In its statement, NGO MEDU condemned authorities’ abandonment of 30 migrants who would have been left homeless had a local bishop not stepped in, and the hurried transfer of the CARA’s last residents to nearby centers without waiting for better accommodations to become available.
Migrant precarity is not unique to Mineo; recent evictions in Rome are a reminder that homelessness remains a significant issue for immigrants and asylum seekers throughout Italy.

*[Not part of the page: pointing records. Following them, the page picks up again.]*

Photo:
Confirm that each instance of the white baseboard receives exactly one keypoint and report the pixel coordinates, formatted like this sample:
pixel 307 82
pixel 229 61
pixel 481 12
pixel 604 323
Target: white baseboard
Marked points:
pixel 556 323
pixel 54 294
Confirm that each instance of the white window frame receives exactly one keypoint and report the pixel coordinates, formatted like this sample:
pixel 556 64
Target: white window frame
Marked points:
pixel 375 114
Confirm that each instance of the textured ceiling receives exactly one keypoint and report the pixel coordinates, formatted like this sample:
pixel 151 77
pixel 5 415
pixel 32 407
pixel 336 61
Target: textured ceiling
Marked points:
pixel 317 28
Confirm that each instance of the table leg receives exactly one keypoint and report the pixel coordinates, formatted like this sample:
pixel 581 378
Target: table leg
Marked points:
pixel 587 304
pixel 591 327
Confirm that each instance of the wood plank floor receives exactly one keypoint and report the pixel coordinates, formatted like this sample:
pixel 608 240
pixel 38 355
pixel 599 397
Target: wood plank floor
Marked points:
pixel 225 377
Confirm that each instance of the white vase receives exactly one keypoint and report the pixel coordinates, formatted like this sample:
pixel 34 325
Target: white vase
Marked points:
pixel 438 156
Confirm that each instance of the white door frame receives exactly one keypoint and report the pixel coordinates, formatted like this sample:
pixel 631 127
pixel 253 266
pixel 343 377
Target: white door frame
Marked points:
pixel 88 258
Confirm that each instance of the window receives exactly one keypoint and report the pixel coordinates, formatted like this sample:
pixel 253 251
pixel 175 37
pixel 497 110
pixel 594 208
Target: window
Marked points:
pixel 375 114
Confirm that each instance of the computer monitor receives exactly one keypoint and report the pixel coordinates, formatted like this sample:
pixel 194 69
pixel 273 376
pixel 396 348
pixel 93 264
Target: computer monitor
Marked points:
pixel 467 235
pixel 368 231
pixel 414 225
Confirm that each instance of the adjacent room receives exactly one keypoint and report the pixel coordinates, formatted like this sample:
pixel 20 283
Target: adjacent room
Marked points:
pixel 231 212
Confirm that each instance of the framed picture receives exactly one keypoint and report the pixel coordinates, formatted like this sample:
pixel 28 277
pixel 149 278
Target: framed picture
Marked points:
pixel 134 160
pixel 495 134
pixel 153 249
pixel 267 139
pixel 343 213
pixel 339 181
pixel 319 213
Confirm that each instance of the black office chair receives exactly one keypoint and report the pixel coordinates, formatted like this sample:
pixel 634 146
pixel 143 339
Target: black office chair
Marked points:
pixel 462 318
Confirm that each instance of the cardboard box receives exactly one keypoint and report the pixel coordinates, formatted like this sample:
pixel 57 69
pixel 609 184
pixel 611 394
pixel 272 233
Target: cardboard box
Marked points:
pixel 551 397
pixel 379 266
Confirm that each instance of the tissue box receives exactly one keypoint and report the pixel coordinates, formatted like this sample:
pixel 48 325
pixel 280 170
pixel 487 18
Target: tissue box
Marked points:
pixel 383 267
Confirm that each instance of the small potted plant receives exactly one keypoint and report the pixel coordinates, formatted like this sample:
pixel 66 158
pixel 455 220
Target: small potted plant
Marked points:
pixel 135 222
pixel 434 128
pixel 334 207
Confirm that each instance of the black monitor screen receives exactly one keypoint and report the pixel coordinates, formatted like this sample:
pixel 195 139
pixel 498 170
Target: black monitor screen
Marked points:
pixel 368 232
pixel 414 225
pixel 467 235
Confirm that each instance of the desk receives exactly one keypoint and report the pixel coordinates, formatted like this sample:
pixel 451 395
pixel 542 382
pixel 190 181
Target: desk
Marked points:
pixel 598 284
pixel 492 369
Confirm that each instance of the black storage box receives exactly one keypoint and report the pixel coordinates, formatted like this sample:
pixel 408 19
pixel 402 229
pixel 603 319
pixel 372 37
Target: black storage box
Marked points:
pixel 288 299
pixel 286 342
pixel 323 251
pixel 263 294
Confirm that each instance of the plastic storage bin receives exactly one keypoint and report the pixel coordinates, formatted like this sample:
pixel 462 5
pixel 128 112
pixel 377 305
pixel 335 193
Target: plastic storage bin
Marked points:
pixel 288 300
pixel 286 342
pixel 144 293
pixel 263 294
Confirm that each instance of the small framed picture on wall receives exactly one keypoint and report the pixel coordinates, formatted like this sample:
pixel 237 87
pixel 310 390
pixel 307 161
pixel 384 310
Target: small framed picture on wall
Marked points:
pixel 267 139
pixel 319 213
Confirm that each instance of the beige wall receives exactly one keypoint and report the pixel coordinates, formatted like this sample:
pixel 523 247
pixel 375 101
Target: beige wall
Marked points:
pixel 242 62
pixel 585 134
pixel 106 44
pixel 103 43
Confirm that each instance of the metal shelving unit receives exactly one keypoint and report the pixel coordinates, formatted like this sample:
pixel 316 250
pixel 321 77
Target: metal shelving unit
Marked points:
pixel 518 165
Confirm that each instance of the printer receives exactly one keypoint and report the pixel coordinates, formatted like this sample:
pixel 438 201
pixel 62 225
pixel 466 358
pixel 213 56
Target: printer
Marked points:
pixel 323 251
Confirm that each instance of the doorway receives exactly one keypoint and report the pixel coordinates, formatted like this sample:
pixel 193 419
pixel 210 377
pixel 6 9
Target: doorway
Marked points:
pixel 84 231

Salvini’s claim that the Mineo closure signals an emphasis on smaller reception models is suspect: Italy’s small, positive models were among the first victims of the interior minister’s campaign to criminalize migration and humanitarian efforts, including his publicized attacks on reception in the Calabrian village of Riace – once celebrated as Italy’s most successful reception site – and the village’s former mayor Domenico Lucano.
Anti-Immigrant Crusade
Last week’s rush to close the Mineo center coincided with several setbacks for Salvini’s La Lega party and the right wing’s ongoing anti-immigrant crusade. Tuesday’s press conference likely distracted from the news of La Lega’s alleged Russian dealings, and the CARA’s closing temporarily topped news that asylum seekers are still arriving in Italy, despite Salvini’s insistence that ports are closed.
Since assuming office last summer, Salvini has worked to criminalize irregular migration and rescue operations, with revisions to his security decree currently in discussion. The decree, essentially unchallenged by the E.U., dangerously conflates rescue with human trafficking and promotes the disproven “pull factor” myth that rescue operations promote precarious migration. Sea-Watch Captain Carola Rackete will return to court this week on people smuggling charges. Although the Sea-Watch and other ships have since docked and disembarked, the practice of closed ports calls into question international conventions, the law of the sea, and the right to claim asylum.
Meanwhile, migrants fleeing dangerous conditions find themselves trapped in the midst of Libya’s civil conflict and sometimes returned there, thanks to the Italy-Libya border control agreement. While arrival numbers have decreased, the rate of death remains high: currently, more than one in ten migrants attempting the crossing dies.
Modifying or closing the CARA di Mineo was necessary; however, its celebrated closure does not align with a reform of migrant reception but rather with the closing of ports. We should understand this political use of the center’s closure as part of a campaign that enacts a violent logic: Italy knowingly abandons asylum seekers to poor living conditions or death in Libya or at sea. Bolstered by anti-immigrant racism, Salvini justifies these moves by blaming the victim.